Manuel Pérez Lourido
Sucedió anoche
Anoche vi pasar por delante de mi casa unos cuantos años de mi vida. Enlazados de las manos, se despedían de mi por última vez, envueltos en el vaho mohoso de la memoria. Los vi alejarse como habían venido, sin pena ni gloria, y seguramente es así como debiera transcurrir la vida. La gloria tiene pinta de ser un escurridizo y peligroso ejemplar de droga dura y en cuanto a la pena, huelgan comentarios.
Anoche se oscureció el día pero lo hizo arrastrando consigo lo que parecía una interminable sucesión de recuerdos que se habían ido acumulando como las hojas que se arrancan del calendario y se amontonan en un rincón esperando ser pasto del fuego. Con delicadeza, sin estridencias, como quien se abriga para esquivar un catarro, les fui diciendo adiós entre reverente y desinteresado, sin saber exactamente cuál era la emoción que correspondía en aquella hora. Seguramente hay que buscar en el interior y dejar salir aquello que tenga más prisa por manifestarse. Reprimir a toda costa las emociones dicen que no es sano porque se te acaba pudriendo el alma y queda el suelo hecho una porquería.

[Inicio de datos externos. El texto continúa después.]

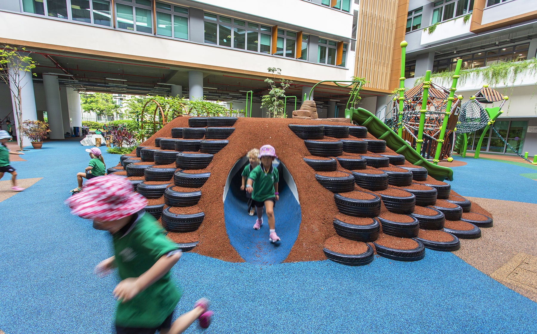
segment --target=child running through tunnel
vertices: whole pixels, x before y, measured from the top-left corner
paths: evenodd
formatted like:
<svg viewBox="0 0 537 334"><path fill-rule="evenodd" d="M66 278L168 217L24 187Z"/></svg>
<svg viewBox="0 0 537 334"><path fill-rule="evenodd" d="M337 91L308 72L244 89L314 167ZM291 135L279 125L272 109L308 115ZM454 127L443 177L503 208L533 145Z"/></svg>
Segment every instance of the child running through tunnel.
<svg viewBox="0 0 537 334"><path fill-rule="evenodd" d="M172 322L181 297L170 271L181 257L155 218L144 213L147 200L135 192L127 178L107 175L88 181L83 190L66 201L71 213L93 220L93 227L112 235L114 256L101 261L96 273L104 276L118 268L121 281L113 291L118 300L117 334L178 334L197 319L206 328L213 313L209 302L194 308Z"/></svg>
<svg viewBox="0 0 537 334"><path fill-rule="evenodd" d="M258 157L261 159L261 163L250 172L246 191L252 193L252 203L257 210L257 220L253 225L253 229L258 230L263 225L264 206L268 218L268 239L274 243L280 241L276 234L274 217L274 206L276 201L280 199L278 192L279 177L278 169L272 166L272 162L278 156L273 147L264 145L259 149Z"/></svg>
<svg viewBox="0 0 537 334"><path fill-rule="evenodd" d="M248 157L248 159L250 160L250 163L246 165L246 166L244 167L244 169L242 171L242 184L241 185L241 190L244 190L246 180L248 179L250 173L254 168L257 167L258 165L259 164L259 158L257 157L259 155L259 150L257 148L253 148L250 150L246 154L246 155ZM246 197L248 198L248 208L246 209L247 212L248 212L249 215L253 216L255 214L255 210L254 209L253 205L252 205L251 193L249 193L246 191Z"/></svg>

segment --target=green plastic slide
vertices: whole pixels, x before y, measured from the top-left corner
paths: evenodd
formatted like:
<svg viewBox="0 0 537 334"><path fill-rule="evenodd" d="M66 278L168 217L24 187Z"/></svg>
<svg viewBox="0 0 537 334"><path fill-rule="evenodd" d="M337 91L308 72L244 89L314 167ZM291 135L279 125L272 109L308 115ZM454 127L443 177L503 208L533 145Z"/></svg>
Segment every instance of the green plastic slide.
<svg viewBox="0 0 537 334"><path fill-rule="evenodd" d="M386 146L405 156L407 161L427 169L429 175L439 181L453 180L453 171L451 168L435 165L422 157L387 125L363 108L351 108L345 110L345 117L351 118L378 139L386 141Z"/></svg>

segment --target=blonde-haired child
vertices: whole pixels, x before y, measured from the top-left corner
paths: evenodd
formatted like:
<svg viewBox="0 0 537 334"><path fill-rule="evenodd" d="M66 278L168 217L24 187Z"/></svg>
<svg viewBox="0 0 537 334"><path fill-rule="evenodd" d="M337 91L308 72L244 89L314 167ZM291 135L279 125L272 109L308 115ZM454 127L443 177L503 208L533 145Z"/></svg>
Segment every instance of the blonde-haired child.
<svg viewBox="0 0 537 334"><path fill-rule="evenodd" d="M244 187L246 186L246 180L248 179L248 177L250 176L250 173L259 164L259 162L261 161L257 157L257 156L259 155L259 150L257 148L252 148L248 151L248 153L246 154L246 156L250 159L250 163L246 165L244 167L244 169L242 171L242 184L241 185L241 190L244 190ZM256 212L253 206L252 205L251 194L248 192L246 192L246 197L248 198L248 208L247 209L248 214L250 216L253 216L255 214Z"/></svg>

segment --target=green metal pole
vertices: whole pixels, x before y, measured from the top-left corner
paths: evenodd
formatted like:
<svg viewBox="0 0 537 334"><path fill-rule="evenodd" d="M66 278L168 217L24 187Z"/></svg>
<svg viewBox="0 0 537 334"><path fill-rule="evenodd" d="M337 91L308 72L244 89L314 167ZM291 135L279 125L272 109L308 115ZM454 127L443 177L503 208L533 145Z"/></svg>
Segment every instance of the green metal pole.
<svg viewBox="0 0 537 334"><path fill-rule="evenodd" d="M407 41L403 41L400 44L401 46L401 76L399 78L399 113L397 114L397 134L400 137L403 136L403 124L402 115L403 110L404 108L404 68L405 59L407 57L407 46L408 43Z"/></svg>
<svg viewBox="0 0 537 334"><path fill-rule="evenodd" d="M422 109L419 111L419 127L418 128L418 139L416 140L416 151L421 154L422 143L423 142L423 127L425 124L425 113L427 112L427 100L429 97L429 87L431 86L431 71L425 72L425 81L423 82L423 97L422 99Z"/></svg>
<svg viewBox="0 0 537 334"><path fill-rule="evenodd" d="M440 153L442 150L442 144L444 143L444 136L446 135L446 127L447 126L447 119L449 117L449 114L451 113L451 105L453 104L453 100L455 98L453 96L455 95L455 91L457 90L457 80L459 79L459 73L461 71L461 66L462 65L462 60L459 59L457 61L457 66L455 68L455 75L453 76L453 82L451 84L451 88L449 89L449 97L447 98L447 103L446 104L446 114L444 117L444 121L442 122L442 128L440 130L440 135L438 137L438 140L437 140L438 144L437 144L437 151L434 154L434 159L433 160L433 163L435 165L438 165L438 163L440 162ZM458 98L462 98L462 96L459 97Z"/></svg>

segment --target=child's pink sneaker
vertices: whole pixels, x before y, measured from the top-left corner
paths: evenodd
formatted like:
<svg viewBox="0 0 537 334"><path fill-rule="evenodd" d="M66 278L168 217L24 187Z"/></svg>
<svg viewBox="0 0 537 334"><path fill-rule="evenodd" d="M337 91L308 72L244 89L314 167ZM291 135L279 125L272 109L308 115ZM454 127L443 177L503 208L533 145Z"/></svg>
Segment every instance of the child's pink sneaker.
<svg viewBox="0 0 537 334"><path fill-rule="evenodd" d="M260 228L261 228L261 226L263 224L263 219L262 218L261 219L259 219L259 218L258 218L257 220L256 221L256 223L253 224L253 229L255 230L259 229Z"/></svg>
<svg viewBox="0 0 537 334"><path fill-rule="evenodd" d="M280 237L278 236L275 232L271 232L268 235L268 239L272 242L276 242L280 241Z"/></svg>

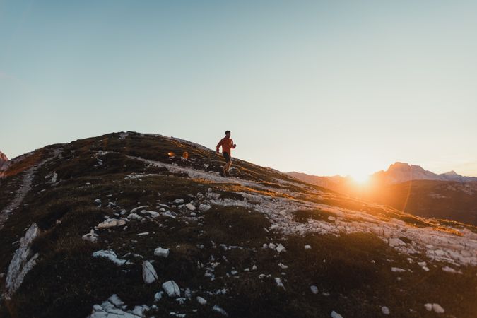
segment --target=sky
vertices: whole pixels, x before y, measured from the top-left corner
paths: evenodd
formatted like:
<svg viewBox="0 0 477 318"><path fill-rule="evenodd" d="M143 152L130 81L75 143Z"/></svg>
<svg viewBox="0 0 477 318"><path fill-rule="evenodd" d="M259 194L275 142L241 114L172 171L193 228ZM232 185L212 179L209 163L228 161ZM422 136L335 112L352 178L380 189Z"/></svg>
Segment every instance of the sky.
<svg viewBox="0 0 477 318"><path fill-rule="evenodd" d="M0 151L174 136L281 171L477 176L477 1L2 1Z"/></svg>

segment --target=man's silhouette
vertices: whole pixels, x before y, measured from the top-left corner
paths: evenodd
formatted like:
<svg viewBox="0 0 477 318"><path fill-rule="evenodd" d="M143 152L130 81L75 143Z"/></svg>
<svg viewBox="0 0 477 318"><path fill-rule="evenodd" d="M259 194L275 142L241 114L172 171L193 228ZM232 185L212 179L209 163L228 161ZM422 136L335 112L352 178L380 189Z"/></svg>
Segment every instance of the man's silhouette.
<svg viewBox="0 0 477 318"><path fill-rule="evenodd" d="M232 165L232 153L230 153L230 151L237 147L237 145L235 145L230 139L230 131L228 130L225 131L225 136L220 139L218 143L217 143L217 152L219 153L218 148L220 148L220 146L222 146L223 158L225 158L225 165L220 172L220 175L222 177L230 177L230 174L229 173L230 166Z"/></svg>

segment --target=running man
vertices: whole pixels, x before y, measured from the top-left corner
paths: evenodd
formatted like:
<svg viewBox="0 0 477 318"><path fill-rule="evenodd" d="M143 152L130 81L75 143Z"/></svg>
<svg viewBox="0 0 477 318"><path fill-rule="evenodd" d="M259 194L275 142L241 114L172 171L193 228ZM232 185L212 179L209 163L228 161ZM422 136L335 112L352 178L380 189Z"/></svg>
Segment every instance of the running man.
<svg viewBox="0 0 477 318"><path fill-rule="evenodd" d="M225 136L223 137L220 141L217 143L217 152L220 153L218 151L218 148L222 146L222 153L223 154L223 158L225 158L225 165L223 166L223 170L220 172L220 175L222 177L230 177L229 170L230 170L230 166L232 165L232 158L230 151L232 148L237 147L233 143L233 141L230 139L230 131L228 130L225 131Z"/></svg>

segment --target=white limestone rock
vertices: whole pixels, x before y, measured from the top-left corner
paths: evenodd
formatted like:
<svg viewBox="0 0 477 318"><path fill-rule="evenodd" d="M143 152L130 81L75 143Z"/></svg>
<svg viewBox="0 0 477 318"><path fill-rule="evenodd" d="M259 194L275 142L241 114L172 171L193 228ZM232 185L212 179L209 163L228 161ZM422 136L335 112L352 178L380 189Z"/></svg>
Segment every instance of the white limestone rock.
<svg viewBox="0 0 477 318"><path fill-rule="evenodd" d="M169 297L180 297L180 289L174 281L168 281L164 283L163 289Z"/></svg>
<svg viewBox="0 0 477 318"><path fill-rule="evenodd" d="M341 316L338 312L333 310L331 312L331 318L343 318L343 316Z"/></svg>
<svg viewBox="0 0 477 318"><path fill-rule="evenodd" d="M98 225L98 228L114 228L116 226L122 226L124 224L126 224L126 221L124 220L118 220L116 218L108 218L107 220L105 220L102 222L101 222L100 224Z"/></svg>
<svg viewBox="0 0 477 318"><path fill-rule="evenodd" d="M190 211L195 211L196 208L196 208L196 207L194 206L194 204L186 204L186 208L187 208L189 209Z"/></svg>
<svg viewBox="0 0 477 318"><path fill-rule="evenodd" d="M93 253L93 257L103 257L112 261L117 266L130 265L131 261L119 259L112 249L101 249Z"/></svg>
<svg viewBox="0 0 477 318"><path fill-rule="evenodd" d="M282 252L285 252L286 249L281 244L278 244L278 246L276 247L276 252L281 253Z"/></svg>
<svg viewBox="0 0 477 318"><path fill-rule="evenodd" d="M11 298L23 283L26 274L36 264L39 254L33 254L30 245L39 232L38 226L36 223L33 223L27 230L25 236L20 239L20 247L11 259L5 280L6 299Z"/></svg>
<svg viewBox="0 0 477 318"><path fill-rule="evenodd" d="M201 204L200 206L199 206L199 209L202 212L207 212L208 210L211 209L211 206L205 204Z"/></svg>
<svg viewBox="0 0 477 318"><path fill-rule="evenodd" d="M98 241L98 234L95 233L95 230L92 229L89 233L85 234L81 238L85 241L90 241L94 243Z"/></svg>
<svg viewBox="0 0 477 318"><path fill-rule="evenodd" d="M154 249L154 255L160 257L167 257L169 256L169 249L163 249L162 247L158 247L155 249Z"/></svg>
<svg viewBox="0 0 477 318"><path fill-rule="evenodd" d="M207 300L202 298L201 296L197 296L196 299L197 299L197 302L199 302L201 305L206 305L207 303Z"/></svg>
<svg viewBox="0 0 477 318"><path fill-rule="evenodd" d="M213 310L216 312L218 312L219 314L222 314L223 316L228 317L228 314L227 313L227 312L225 311L222 307L218 307L216 305L215 305L212 307L212 310Z"/></svg>
<svg viewBox="0 0 477 318"><path fill-rule="evenodd" d="M143 263L143 280L146 284L154 283L158 280L158 273L149 261L144 261Z"/></svg>
<svg viewBox="0 0 477 318"><path fill-rule="evenodd" d="M141 220L143 219L143 217L139 214L131 213L129 216L127 216L127 218L129 220Z"/></svg>

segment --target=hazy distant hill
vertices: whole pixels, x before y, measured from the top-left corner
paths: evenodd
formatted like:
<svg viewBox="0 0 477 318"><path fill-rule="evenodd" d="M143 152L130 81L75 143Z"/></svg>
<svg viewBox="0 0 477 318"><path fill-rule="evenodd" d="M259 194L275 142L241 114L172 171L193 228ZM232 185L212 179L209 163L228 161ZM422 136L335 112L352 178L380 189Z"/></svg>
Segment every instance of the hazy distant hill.
<svg viewBox="0 0 477 318"><path fill-rule="evenodd" d="M477 312L471 225L238 159L221 177L215 151L155 134L11 161L0 185L2 318Z"/></svg>
<svg viewBox="0 0 477 318"><path fill-rule="evenodd" d="M375 173L372 178L378 179L379 181L387 183L401 183L411 180L477 182L477 177L464 177L457 174L454 171L437 175L425 170L419 165L411 165L403 163L395 163L391 165L387 170L382 170Z"/></svg>

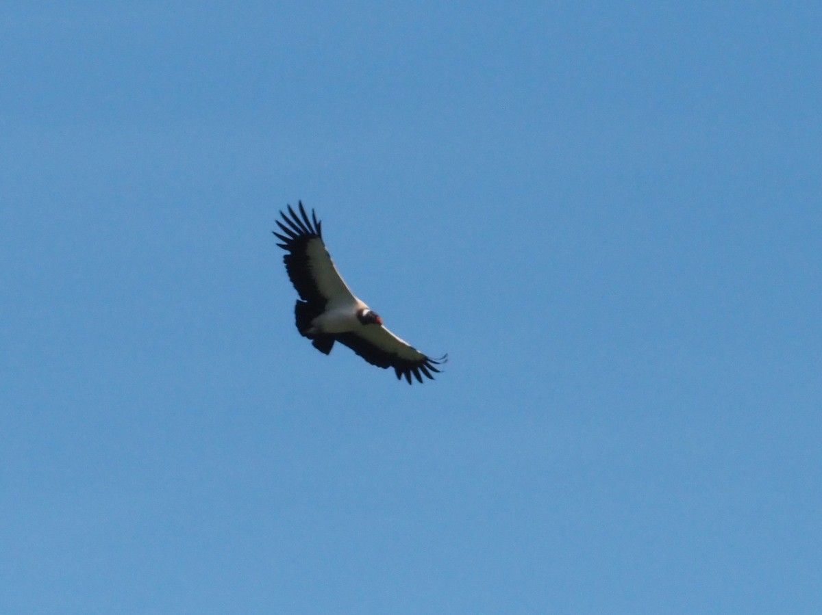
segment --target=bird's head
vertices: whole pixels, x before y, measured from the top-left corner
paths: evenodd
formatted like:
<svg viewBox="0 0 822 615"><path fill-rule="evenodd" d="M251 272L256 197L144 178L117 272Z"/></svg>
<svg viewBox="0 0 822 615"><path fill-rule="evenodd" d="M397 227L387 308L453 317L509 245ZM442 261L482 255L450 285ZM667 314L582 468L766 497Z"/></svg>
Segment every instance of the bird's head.
<svg viewBox="0 0 822 615"><path fill-rule="evenodd" d="M363 324L382 324L382 319L376 312L372 312L367 308L357 312L357 318Z"/></svg>

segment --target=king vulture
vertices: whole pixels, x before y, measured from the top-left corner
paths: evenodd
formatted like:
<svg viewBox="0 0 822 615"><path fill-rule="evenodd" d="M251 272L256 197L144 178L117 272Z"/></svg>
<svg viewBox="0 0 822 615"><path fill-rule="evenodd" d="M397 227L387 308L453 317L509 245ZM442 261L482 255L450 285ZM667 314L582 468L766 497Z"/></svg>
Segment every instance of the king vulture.
<svg viewBox="0 0 822 615"><path fill-rule="evenodd" d="M433 379L432 372L440 371L435 365L447 360L447 356L432 359L386 328L382 319L340 277L314 210L309 218L302 201L299 215L288 207L288 214L279 212L283 222L276 221L283 234L273 232L282 241L277 246L288 253L283 257L285 270L300 296L294 306L300 334L326 355L339 342L372 365L393 367L397 379L405 376L409 384L412 374L421 383L423 375Z"/></svg>

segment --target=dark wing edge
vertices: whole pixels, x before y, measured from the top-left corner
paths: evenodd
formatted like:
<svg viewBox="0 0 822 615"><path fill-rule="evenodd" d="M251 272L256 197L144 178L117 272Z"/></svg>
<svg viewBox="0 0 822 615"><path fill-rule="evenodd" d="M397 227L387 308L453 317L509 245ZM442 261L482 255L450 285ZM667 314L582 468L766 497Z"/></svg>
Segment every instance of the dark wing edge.
<svg viewBox="0 0 822 615"><path fill-rule="evenodd" d="M437 369L435 365L448 362L447 353L438 359L432 359L410 346L408 346L407 348L418 354L421 358L417 360L404 359L396 353L383 350L357 333L338 333L335 337L339 343L349 347L371 365L383 369L394 368L397 379L404 376L409 384L412 383L412 375L421 383L423 382L423 376L433 380L434 376L432 372L441 373L441 370Z"/></svg>
<svg viewBox="0 0 822 615"><path fill-rule="evenodd" d="M322 225L316 219L316 213L312 209L311 218L306 213L302 201L298 201L299 214L288 205L288 213L280 211L283 222L276 220L282 234L272 231L274 236L282 243L277 246L289 252L283 257L285 270L300 297L309 303L318 305L321 311L325 308L326 297L317 288L311 276L309 266L308 243L312 240L322 241Z"/></svg>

Anoche, como si fuesen una colección de exvotos que el tiempo había fabricado y ahora quería pasar ante mis narices con evidente intención de burla, me detuve a contemplarlos con una dulzura que tal vez no merecían. O acaso era lo contrario y una mirada inexpresiva fue lo único que conseguí devolver ante tanta ternura. Este tipo de sensación confusa es común en las horas decisivas, cuando el sonido de una puerta que se cierra detrás de ti te despide de montañas de momentos pequeñitos, de decepciones menudas y alegrías moderadas, de grandes esperanzas y de sonoros fracasos, de días grises y de otros que habías logrado pintar de color a duras penas, por no hablar de los que nacieron caprichosos y jamás olvidarás.
Anoche vaciamos, tras unos quince años, el trastero de mi casa.